Belgrade may face a long wait
The granting of European Union candidacy status to Serbia follows a lengthy courtship by President Boris Tadic but Belgrade could still have a long wait before the relationship is consumated. Thirteen years after European warplanes pounded the capital...
The granting of European Union candidacy status to Serbia follows a lengthy courtship by President Boris Tadic but Belgrade could still have a long wait before the relationship is consumated.
Thirteen years after European warplanes pounded the capital Belgrade as part of Nato’s Kosovo campaign, EU ministers agreed in principle on Thursday to allow Serbia to join their club at an unspecified date.
The announcement is a vindication of Mr Tadic’s policy of mending fences with Western Europe which saw him deliver fugitives, including Radovan Karadzic, to face trial before international war crimes judges in The Hague.
A major obstacle to its ambitions was overcome last week when Belgrade agreed to allow Kosovo to sign international agreements like any other fully recognised nation, despite continuing to reject its independence proclamation.
But despite the breakthrough, observers say the Kosovo issue will continue to dog Serbia’s EU aspirations as well as its domestic politics.
“It is clear that Belgrade cannot join the EU while it lugs around the Kosovo problem,” Srdjan Bogosavljevic, a prominent Serbian pollster, said.
“This has cost us a lot of time as the government coalitions have had a lot of trouble taking decisions on Kosovo.”
Thursday’s announcement comes almost a decade after the March 2003 assassination of Zoran Djindjic, the Serbian Prime Minister who had first spelled out the goal of joining the EU.
Mr Djindjic came to office in the wake of the fall of the hardline Serbian leader Slobodan Milosevic but resentment over the Kosovo campaign lingered.
As the political analyst Sasa Popov explained, Mr Djindjic’s assassination was regarded as “a great blow to Serbia’s European ambitions” as his successor Vojislav Kostunica effectively “blocked the process”.
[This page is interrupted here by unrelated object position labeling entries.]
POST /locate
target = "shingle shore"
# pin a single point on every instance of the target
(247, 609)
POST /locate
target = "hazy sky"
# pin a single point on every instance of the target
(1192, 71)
The nationalist Kostunica government, which was in place from 2004 to 2008, showed no political will to arrest Bosnian Serb wartime leader Karadzic and his commander Ratko Mladic.
Since the ouster of Milosevic in October 2000, Serbia has been led by four different coalition governments who struggled to fulfil international demands to cooperate with the UN war crimes court for the former Yugoslavia (ICTY) and to improve relations with Kosovo.
Each step towards the EU was marred with political infighting.
“The coalition which ousted Milosevic very quickly fell apart in a nationalist eurosceptic bloc and a pro-EU bloc which substantially slowed down the approach to the EU,” Mr Popov said.
“We have missed many opportunities, and I think we will stay in the EU’s waiting room until at least the end of this decade,” he added.
For Mr Tadic, Thursday’s decision is considered a big boost ahead of elections this spring where nationalist parties threaten his pro-European coalition.